Na última segunda-feira, o Ministério da Educação (MEC) divulgou os resultados da primeira edição do Exame Nacional de Avaliação da Formação Médica (Enamed). A avaliação, que analisou 351 cursos de medicina em todo o território nacional, revelou um panorama desafiador: aproximadamente 30% das instituições, totalizando 99 cursos, apresentaram desempenho insatisfatório, com menos de 60% dos estudantes alcançando a proficiência esperada.
Esses cursos, que fazem parte do Sistema Federal de Ensino – abrangendo universidades federais e instituições privadas –, serão submetidos a um rigoroso processo de supervisão. Tal medida abre caminho para a adoção de sanções e cautelares, visando garantir a qualidade da formação médica no país. As instituições públicas estaduais, distritais e municipais, por outro lado, estão sob a alçada de seus respectivos conselhos e secretarias locais de educação e, portanto, não entram no processo de supervisão direta do MEC.
Enamed: O Instrumento de Avaliação da Medicina Brasileira
Instituído em abril de 2025, o Enamed surge como uma adaptação do Exame Nacional de Avaliação de Estudantes (Enade), focado especificamente nos concluintes dos cursos de medicina. Sua principal finalidade é aferir a qualidade da formação médica no Brasil. De caráter obrigatório, o exame oferece aos estudantes a possibilidade de utilizar seus resultados para o ingresso nos programas de residência médica unificados do MEC, organizados pela Empresa Brasileira de Serviços Hospitalares (Ebserh) através do Exame Nacional de Residência (Enare).
Radiografia dos Resultados: Destaques e Deficiências por Rede
A análise dos dados do Enamed revelou disparidades significativas no desempenho entre as diferentes redes de ensino. Os estudantes das instituições estaduais foram os que obtiveram a melhor performance, com uma média de 86,6% de proficiência entre os 2.402 inscritos. Em seguida, destacam-se os 6.502 alunos de instituições federais, que alcançaram uma pontuação média de 83,1%.
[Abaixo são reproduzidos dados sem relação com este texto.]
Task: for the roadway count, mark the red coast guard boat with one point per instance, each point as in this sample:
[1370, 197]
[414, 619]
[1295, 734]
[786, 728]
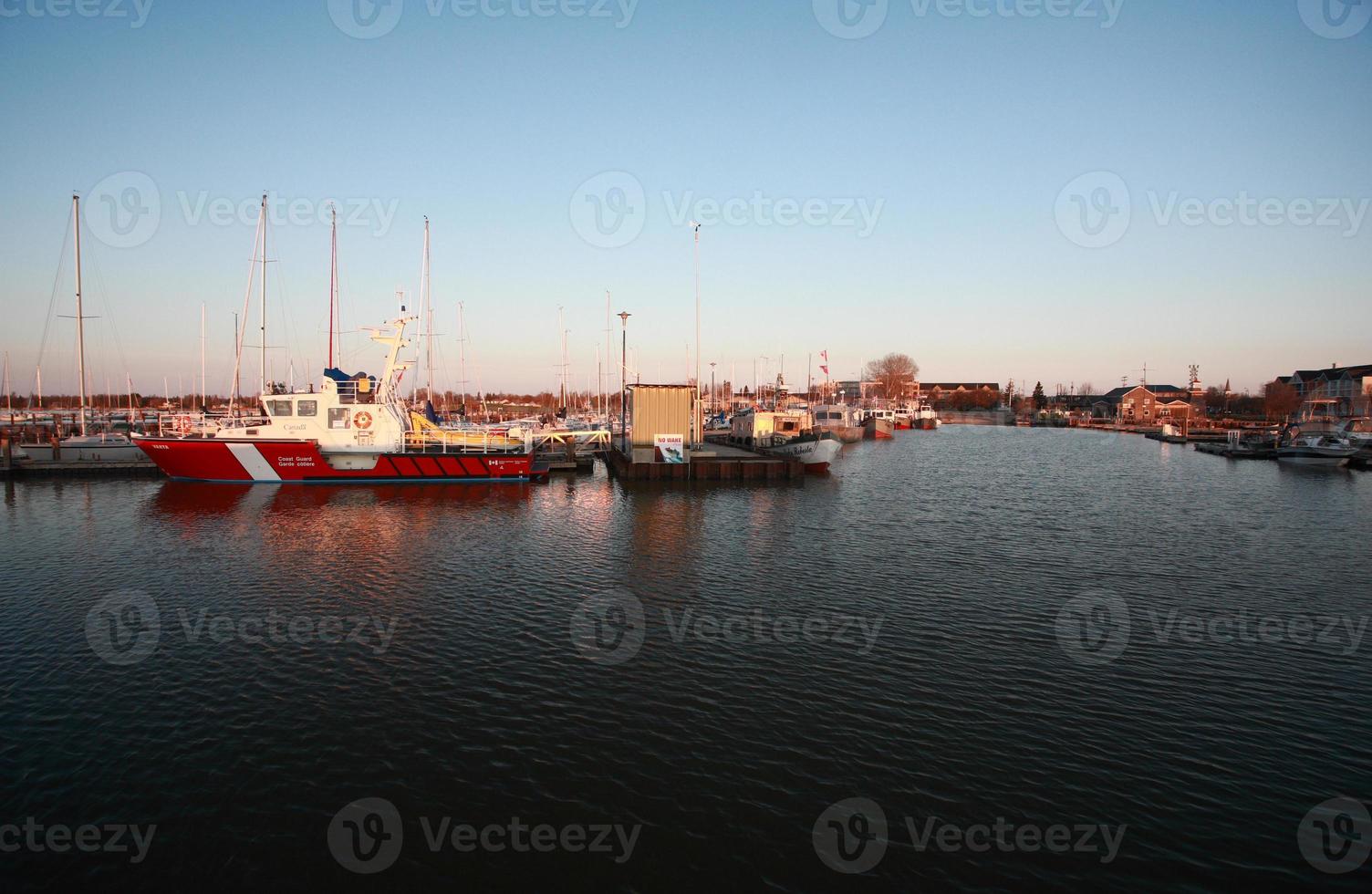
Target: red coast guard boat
[354, 430]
Em contraste, as redes municipal e privada com fins lucrativos apresentaram os resultados mais preocupantes. Os 944 concluintes da rede municipal registraram uma média de apenas 49,7% da pontuação máxima, considerado insuficiente. Similarmente, os 15.409 estudantes da rede privada com fins lucrativos obtiveram uma média de 57,2%, também aquém do patamar de proficiência desejado.
Consequências e o Regime de Supervisão para Cursos Afetados
Para os 99 cursos de medicina identificados com desempenho insatisfatório e que integram o Sistema Federal de Ensino, o MEC aplicará sanções escalonadas. Essas medidas podem variar desde a redução de vagas oferecidas até a suspensão da possibilidade de financiamento via Fundo de Financiamento Estudantil (Fies). A gravidade das ações será diretamente proporcional ao 'risco ou ameaça ao interesse público' detectado em cada caso, conforme explicitado pelo Ministério.
Após a publicação oficial dos resultados no Diário Oficial da União, as instituições afetadas terão um prazo de 30 dias para apresentar suas respectivas defesas ao MEC. Somente após essa etapa e a análise das justificativas as sanções entrarão em vigor, permanecendo válidas até a próxima aplicação do Enamed, que está agendada para outubro de 2026. A lista completa dos cursos sob supervisão foi divulgada pelo MEC em seu site oficial, oferecendo transparência à iniciativa.
O Impacto da Avaliação na Qualidade da Saúde Brasileira
A iniciativa do MEC de avaliar e sancionar cursos de medicina com desempenho aquém do esperado reforça o compromisso do governo com a elevação dos padrões educacionais e, consequentemente, da qualidade da saúde oferecida à população. O Enamed se estabelece como uma ferramenta vital para identificar fragilidades e promover melhorias contínuas na formação dos futuros médicos do Brasil.
Ao impor medidas corretivas, o Ministério busca assegurar que os profissionais que ingressam no mercado de trabalho estejam plenamente capacitados, protegendo o interesse público e consolidando a excelência na educação superior. Este processo de supervisão e responsabilização marca um passo importante para a qualificação da área médica e a garantia de um sistema de saúde robusto e confiável para todos os cidadãos.